Миссис Дэвилоу вопросительно взглянула на дочь, однако Гвендолин ясно дала понять, что не намерена продолжать разговор, и настойчиво потребовала:

– Брось эту мерзкую работу! Давай прогуляемся по аллее. Здесь так душно!

Глава IX

Пока Грандкорт на прекрасном черном жеребце Ярико, в сопровождении конюха на Критерионе, ехал из Диплоу в Оффендин, Гвендолин сидела перед зеркалом, а матушка расчесывала ее длинные светло-каштановые волосы.

– Приподними свободно, сверни жгутом и заколи, – распорядилась Гвендолин.

– Позволь принести какие-нибудь серьги, – попросила миссис Дэвилоу, когда прическа была готова.

Обе посмотрели в зеркало. Не составляло труда заметить, что глаза Гвендолин казались ярче, чем в последнее время, да и вообще с лица исчезла тень печали, вернув чертам безмятежную молодость. Матушка сделала некоторые выводы, придавшие голосу жизнерадостность.

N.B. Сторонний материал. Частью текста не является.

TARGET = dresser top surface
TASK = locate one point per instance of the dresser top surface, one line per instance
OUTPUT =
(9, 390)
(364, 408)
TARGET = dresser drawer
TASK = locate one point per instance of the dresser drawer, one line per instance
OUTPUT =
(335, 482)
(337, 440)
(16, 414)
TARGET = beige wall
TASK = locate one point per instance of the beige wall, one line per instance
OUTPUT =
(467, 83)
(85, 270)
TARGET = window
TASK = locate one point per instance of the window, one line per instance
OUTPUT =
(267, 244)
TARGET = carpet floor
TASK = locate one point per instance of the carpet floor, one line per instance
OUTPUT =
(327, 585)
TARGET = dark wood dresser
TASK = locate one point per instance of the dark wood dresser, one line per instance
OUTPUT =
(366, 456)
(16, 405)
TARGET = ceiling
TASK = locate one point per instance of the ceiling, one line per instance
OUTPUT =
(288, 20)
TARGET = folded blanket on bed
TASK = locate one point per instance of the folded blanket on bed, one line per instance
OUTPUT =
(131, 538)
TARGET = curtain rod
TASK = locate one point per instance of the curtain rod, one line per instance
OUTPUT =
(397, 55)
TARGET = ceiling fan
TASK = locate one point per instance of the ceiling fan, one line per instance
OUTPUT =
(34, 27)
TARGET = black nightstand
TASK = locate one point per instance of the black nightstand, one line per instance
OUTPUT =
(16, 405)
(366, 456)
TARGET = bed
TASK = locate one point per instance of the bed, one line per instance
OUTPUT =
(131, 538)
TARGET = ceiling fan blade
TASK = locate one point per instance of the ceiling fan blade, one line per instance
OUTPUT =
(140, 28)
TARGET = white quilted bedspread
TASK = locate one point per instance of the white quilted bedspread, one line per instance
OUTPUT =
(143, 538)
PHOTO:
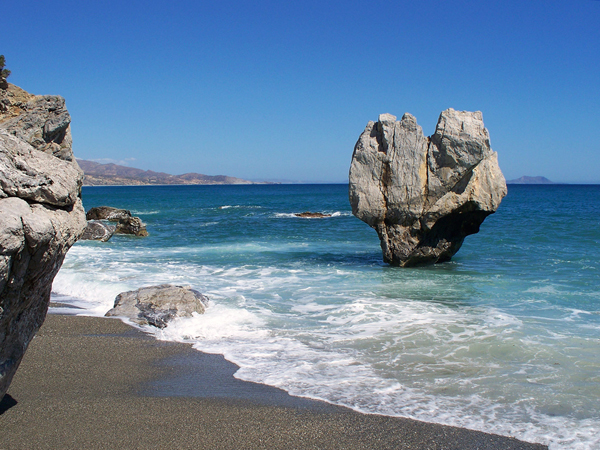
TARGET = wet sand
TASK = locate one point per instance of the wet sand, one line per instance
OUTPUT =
(94, 383)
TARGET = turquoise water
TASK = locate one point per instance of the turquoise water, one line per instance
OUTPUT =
(505, 338)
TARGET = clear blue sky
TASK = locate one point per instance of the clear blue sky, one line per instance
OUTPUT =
(282, 89)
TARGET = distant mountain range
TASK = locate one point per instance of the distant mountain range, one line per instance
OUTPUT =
(97, 174)
(530, 180)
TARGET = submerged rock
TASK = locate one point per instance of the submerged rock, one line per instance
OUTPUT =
(96, 230)
(131, 225)
(309, 215)
(423, 195)
(127, 224)
(41, 215)
(157, 305)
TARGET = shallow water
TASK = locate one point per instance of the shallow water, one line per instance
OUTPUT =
(505, 338)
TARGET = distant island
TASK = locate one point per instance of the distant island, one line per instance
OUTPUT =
(97, 174)
(530, 180)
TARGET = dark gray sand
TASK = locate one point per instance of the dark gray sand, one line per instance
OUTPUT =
(94, 383)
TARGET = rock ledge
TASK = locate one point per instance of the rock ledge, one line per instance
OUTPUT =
(423, 195)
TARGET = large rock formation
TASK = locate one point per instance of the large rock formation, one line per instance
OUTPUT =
(157, 305)
(423, 195)
(41, 215)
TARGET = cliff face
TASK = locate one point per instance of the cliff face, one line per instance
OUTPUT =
(423, 195)
(41, 215)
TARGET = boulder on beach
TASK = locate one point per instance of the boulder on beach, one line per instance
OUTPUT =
(126, 223)
(96, 230)
(157, 305)
(41, 215)
(423, 195)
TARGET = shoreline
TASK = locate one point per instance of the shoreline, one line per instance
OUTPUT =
(88, 382)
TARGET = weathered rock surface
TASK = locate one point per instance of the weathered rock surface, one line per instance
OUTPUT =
(107, 213)
(157, 305)
(96, 230)
(41, 215)
(423, 195)
(131, 225)
(127, 224)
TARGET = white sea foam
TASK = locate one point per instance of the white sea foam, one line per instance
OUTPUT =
(328, 214)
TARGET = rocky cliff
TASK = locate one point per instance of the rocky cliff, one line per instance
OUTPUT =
(424, 195)
(41, 215)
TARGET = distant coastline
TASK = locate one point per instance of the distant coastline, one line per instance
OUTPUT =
(97, 174)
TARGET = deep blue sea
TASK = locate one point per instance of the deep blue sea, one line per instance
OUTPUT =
(505, 338)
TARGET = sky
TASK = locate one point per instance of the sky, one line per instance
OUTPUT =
(281, 90)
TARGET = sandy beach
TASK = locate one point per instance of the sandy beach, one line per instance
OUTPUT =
(93, 383)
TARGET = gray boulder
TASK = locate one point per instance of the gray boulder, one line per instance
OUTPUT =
(423, 195)
(157, 305)
(131, 225)
(41, 215)
(127, 224)
(96, 230)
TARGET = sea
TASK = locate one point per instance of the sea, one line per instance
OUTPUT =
(505, 338)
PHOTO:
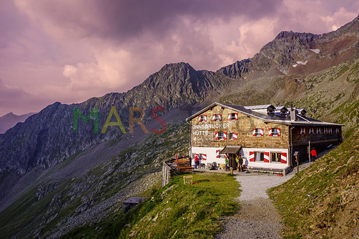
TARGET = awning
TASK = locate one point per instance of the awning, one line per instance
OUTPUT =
(231, 149)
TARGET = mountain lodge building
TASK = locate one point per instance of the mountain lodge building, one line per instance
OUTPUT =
(264, 136)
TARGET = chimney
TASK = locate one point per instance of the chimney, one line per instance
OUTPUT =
(293, 114)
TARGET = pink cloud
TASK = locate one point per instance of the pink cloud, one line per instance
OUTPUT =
(70, 51)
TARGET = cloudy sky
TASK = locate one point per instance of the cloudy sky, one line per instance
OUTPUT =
(71, 50)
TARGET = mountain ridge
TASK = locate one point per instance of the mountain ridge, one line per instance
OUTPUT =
(74, 170)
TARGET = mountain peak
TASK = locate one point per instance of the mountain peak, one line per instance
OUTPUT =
(177, 66)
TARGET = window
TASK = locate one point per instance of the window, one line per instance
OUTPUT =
(233, 116)
(216, 117)
(221, 135)
(258, 132)
(328, 130)
(259, 156)
(220, 155)
(233, 136)
(275, 157)
(202, 118)
(274, 131)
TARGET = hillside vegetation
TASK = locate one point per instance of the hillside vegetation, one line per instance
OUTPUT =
(323, 200)
(175, 211)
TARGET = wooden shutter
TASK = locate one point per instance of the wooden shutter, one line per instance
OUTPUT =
(204, 156)
(266, 157)
(283, 158)
(251, 156)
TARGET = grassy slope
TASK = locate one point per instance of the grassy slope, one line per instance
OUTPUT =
(331, 210)
(175, 211)
(186, 211)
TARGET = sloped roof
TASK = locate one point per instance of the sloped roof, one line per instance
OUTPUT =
(279, 119)
(231, 149)
(258, 107)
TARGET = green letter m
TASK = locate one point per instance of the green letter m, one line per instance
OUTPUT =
(78, 113)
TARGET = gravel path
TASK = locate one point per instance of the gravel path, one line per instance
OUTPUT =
(257, 217)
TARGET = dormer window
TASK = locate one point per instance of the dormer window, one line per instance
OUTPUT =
(302, 130)
(217, 117)
(202, 118)
(271, 110)
(221, 135)
(274, 131)
(233, 136)
(257, 132)
(233, 116)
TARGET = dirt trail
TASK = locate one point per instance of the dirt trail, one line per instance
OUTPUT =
(257, 217)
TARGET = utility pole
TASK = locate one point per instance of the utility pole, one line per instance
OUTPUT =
(309, 152)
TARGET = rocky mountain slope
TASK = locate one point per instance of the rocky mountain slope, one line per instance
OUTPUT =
(293, 53)
(10, 120)
(47, 138)
(53, 180)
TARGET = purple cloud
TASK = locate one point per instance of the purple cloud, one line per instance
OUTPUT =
(70, 51)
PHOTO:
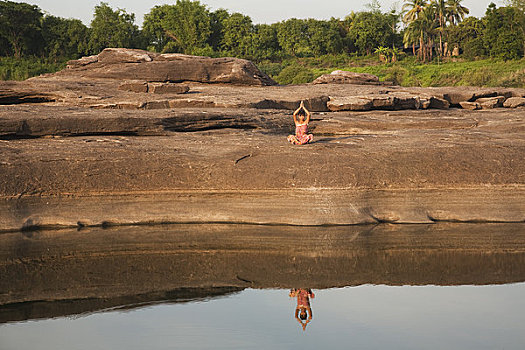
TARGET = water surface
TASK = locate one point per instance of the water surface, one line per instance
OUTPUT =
(227, 287)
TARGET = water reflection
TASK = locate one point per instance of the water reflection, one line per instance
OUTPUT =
(55, 273)
(303, 310)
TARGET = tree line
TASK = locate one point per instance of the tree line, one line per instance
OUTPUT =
(427, 27)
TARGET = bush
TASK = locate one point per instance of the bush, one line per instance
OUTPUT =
(396, 74)
(295, 74)
(24, 68)
(272, 69)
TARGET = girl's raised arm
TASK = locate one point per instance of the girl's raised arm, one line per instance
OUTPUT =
(308, 114)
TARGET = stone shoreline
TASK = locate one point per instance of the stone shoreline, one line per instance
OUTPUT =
(73, 144)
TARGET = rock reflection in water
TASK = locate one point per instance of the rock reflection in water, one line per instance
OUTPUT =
(53, 273)
(303, 311)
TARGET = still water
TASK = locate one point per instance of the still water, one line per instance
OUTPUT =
(364, 317)
(230, 287)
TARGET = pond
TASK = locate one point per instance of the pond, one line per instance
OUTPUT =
(454, 286)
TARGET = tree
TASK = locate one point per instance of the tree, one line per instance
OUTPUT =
(441, 10)
(237, 35)
(184, 27)
(504, 32)
(292, 35)
(412, 9)
(519, 4)
(112, 29)
(370, 30)
(64, 38)
(422, 29)
(20, 26)
(468, 36)
(217, 19)
(456, 11)
(323, 37)
(265, 42)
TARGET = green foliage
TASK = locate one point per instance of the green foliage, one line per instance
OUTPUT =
(291, 35)
(370, 30)
(184, 27)
(265, 44)
(237, 35)
(64, 38)
(23, 68)
(324, 37)
(295, 74)
(20, 27)
(111, 28)
(468, 36)
(504, 33)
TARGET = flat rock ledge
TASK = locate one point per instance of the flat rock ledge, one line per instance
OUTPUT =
(346, 77)
(128, 137)
(118, 63)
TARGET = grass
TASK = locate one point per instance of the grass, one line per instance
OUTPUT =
(409, 72)
(20, 69)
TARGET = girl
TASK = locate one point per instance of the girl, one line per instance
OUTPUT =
(303, 311)
(301, 126)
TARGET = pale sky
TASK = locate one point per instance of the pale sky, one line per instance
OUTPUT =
(269, 11)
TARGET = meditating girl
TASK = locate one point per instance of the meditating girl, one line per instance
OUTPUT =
(303, 311)
(301, 117)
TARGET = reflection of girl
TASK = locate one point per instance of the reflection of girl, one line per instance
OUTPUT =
(303, 311)
(301, 118)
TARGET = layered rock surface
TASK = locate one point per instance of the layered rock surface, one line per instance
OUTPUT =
(85, 152)
(152, 67)
(57, 273)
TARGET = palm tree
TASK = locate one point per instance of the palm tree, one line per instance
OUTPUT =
(412, 9)
(428, 27)
(441, 11)
(456, 12)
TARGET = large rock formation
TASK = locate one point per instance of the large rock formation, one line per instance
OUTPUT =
(83, 151)
(152, 67)
(50, 274)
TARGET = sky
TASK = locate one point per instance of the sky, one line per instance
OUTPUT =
(268, 11)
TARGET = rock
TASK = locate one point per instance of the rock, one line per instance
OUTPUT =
(406, 101)
(131, 105)
(350, 103)
(167, 88)
(491, 102)
(118, 55)
(125, 64)
(84, 61)
(458, 95)
(514, 102)
(14, 97)
(392, 101)
(346, 77)
(162, 104)
(439, 103)
(314, 104)
(455, 98)
(134, 86)
(470, 105)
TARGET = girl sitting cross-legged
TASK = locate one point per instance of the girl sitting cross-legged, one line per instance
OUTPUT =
(301, 118)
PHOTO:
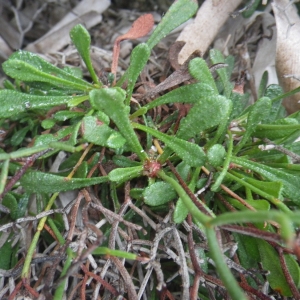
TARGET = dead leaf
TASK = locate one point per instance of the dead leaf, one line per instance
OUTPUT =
(287, 50)
(199, 35)
(140, 27)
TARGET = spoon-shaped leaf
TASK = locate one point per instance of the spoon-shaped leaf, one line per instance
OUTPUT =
(13, 103)
(30, 67)
(111, 102)
(191, 153)
(258, 111)
(82, 41)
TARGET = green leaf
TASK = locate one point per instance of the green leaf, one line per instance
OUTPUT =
(257, 204)
(19, 136)
(39, 182)
(64, 115)
(205, 114)
(216, 155)
(191, 153)
(101, 134)
(3, 174)
(138, 59)
(278, 129)
(179, 12)
(13, 103)
(290, 182)
(124, 162)
(5, 254)
(125, 174)
(184, 94)
(258, 111)
(200, 71)
(180, 212)
(82, 41)
(271, 188)
(111, 102)
(159, 193)
(46, 139)
(26, 66)
(217, 57)
(271, 263)
(10, 201)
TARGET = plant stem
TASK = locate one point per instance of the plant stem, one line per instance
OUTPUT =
(196, 213)
(228, 279)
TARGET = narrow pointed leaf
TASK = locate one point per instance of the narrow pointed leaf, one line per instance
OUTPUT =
(13, 103)
(179, 12)
(125, 174)
(111, 102)
(258, 111)
(3, 174)
(271, 263)
(138, 60)
(180, 212)
(207, 113)
(185, 94)
(290, 182)
(279, 129)
(39, 182)
(82, 41)
(191, 153)
(159, 193)
(29, 67)
(101, 134)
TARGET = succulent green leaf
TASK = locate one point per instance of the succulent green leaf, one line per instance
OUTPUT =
(179, 12)
(10, 201)
(205, 114)
(64, 115)
(271, 188)
(191, 153)
(216, 155)
(279, 129)
(82, 41)
(39, 182)
(258, 111)
(19, 136)
(124, 162)
(101, 134)
(26, 66)
(185, 94)
(200, 71)
(13, 103)
(290, 182)
(6, 251)
(159, 193)
(46, 139)
(125, 174)
(271, 263)
(180, 212)
(217, 57)
(111, 102)
(3, 175)
(138, 60)
(257, 204)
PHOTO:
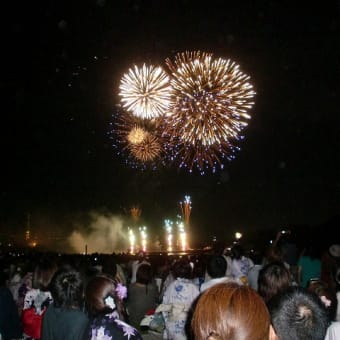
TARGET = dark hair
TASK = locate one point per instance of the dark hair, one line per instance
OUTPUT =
(97, 290)
(273, 278)
(298, 314)
(182, 269)
(229, 311)
(67, 288)
(217, 266)
(144, 274)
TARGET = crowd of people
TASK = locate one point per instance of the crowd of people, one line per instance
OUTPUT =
(279, 293)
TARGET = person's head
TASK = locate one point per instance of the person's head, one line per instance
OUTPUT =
(43, 273)
(273, 279)
(144, 274)
(229, 311)
(217, 266)
(101, 296)
(297, 314)
(67, 288)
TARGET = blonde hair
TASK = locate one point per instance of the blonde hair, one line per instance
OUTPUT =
(229, 311)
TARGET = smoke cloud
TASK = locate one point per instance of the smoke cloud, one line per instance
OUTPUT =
(102, 234)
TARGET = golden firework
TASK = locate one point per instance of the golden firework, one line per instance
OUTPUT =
(209, 108)
(136, 135)
(210, 98)
(145, 91)
(148, 150)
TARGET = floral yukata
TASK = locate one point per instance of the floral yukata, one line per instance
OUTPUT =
(177, 301)
(109, 327)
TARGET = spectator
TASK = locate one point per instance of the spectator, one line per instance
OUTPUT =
(104, 299)
(38, 298)
(297, 314)
(177, 301)
(142, 295)
(64, 319)
(230, 311)
(10, 327)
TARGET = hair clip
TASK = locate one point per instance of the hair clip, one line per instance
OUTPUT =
(121, 291)
(325, 301)
(109, 301)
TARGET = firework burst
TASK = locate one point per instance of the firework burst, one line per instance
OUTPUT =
(145, 91)
(209, 104)
(137, 141)
(148, 150)
(136, 135)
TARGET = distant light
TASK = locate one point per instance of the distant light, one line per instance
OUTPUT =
(238, 235)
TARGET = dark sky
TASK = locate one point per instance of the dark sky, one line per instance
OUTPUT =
(62, 62)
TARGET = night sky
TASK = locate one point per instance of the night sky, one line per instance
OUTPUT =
(61, 66)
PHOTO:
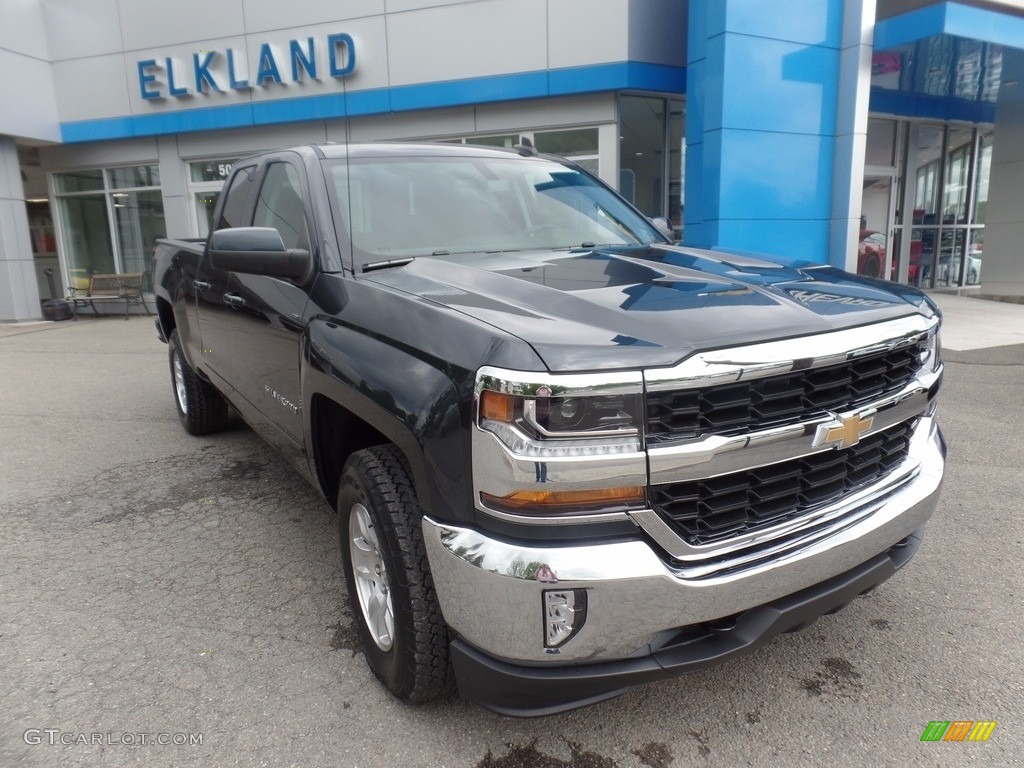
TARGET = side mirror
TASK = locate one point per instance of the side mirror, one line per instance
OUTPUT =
(257, 250)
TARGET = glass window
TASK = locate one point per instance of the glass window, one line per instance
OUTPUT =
(651, 156)
(211, 170)
(206, 206)
(139, 175)
(981, 178)
(507, 140)
(79, 181)
(139, 220)
(881, 142)
(109, 228)
(927, 155)
(569, 143)
(580, 144)
(88, 248)
(280, 205)
(236, 210)
(677, 139)
(641, 153)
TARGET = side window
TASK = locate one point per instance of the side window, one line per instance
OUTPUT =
(280, 205)
(237, 201)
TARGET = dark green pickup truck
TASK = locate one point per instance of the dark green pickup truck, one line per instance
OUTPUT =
(567, 455)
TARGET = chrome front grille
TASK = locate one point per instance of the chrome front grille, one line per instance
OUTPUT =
(776, 400)
(717, 509)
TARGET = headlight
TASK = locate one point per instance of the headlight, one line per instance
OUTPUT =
(563, 444)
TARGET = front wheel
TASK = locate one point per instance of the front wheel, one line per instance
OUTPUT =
(394, 605)
(200, 407)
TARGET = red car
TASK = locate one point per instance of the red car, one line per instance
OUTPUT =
(870, 253)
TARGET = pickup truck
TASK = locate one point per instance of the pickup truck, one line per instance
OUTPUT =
(567, 456)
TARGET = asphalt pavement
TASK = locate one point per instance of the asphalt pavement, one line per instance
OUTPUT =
(171, 600)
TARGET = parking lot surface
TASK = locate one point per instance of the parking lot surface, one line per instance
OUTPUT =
(172, 600)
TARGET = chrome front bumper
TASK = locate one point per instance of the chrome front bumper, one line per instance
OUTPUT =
(637, 596)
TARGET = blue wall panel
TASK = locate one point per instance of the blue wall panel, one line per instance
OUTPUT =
(761, 125)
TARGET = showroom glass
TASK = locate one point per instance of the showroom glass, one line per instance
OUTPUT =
(110, 219)
(206, 178)
(650, 156)
(401, 207)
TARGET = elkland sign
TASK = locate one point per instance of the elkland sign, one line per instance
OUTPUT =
(216, 71)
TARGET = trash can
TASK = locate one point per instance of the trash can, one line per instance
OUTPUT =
(54, 309)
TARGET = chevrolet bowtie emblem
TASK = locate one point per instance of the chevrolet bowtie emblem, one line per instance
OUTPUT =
(843, 431)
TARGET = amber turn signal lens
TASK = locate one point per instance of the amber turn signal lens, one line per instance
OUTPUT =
(565, 501)
(497, 407)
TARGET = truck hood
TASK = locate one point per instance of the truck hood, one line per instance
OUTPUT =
(604, 308)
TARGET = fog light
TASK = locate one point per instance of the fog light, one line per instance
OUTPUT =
(564, 613)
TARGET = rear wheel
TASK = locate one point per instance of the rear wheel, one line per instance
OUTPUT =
(200, 407)
(394, 606)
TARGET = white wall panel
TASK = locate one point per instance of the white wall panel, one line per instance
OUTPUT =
(454, 42)
(98, 155)
(408, 125)
(150, 24)
(91, 88)
(238, 142)
(395, 6)
(28, 105)
(599, 108)
(82, 28)
(586, 32)
(184, 76)
(23, 29)
(371, 59)
(263, 15)
(1004, 260)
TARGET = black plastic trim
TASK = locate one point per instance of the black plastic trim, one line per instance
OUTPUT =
(530, 691)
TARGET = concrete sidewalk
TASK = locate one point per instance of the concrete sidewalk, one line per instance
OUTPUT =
(971, 324)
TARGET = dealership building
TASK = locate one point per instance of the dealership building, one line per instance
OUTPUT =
(882, 136)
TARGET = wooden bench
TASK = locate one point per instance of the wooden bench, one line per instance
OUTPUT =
(126, 287)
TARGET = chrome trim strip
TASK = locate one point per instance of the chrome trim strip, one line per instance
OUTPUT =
(714, 456)
(529, 416)
(562, 385)
(491, 588)
(497, 470)
(774, 357)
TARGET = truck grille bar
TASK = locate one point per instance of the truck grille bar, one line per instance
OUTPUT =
(719, 508)
(776, 400)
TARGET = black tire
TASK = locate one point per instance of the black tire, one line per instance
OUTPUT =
(411, 656)
(201, 408)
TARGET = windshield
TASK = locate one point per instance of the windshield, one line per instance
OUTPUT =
(394, 208)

– Нет, мама. Не нужно ничего лишнего. Я надену черное шелковое платье. Черный – единственный цвет, в котором можно отвергнуть предложение жениха, – ответила Гвендолин и улыбнулась, совсем как прежде.

– Возможно, предложение вообще не прозвучит, – не без тайного умысла заметила миссис Дэвилоу.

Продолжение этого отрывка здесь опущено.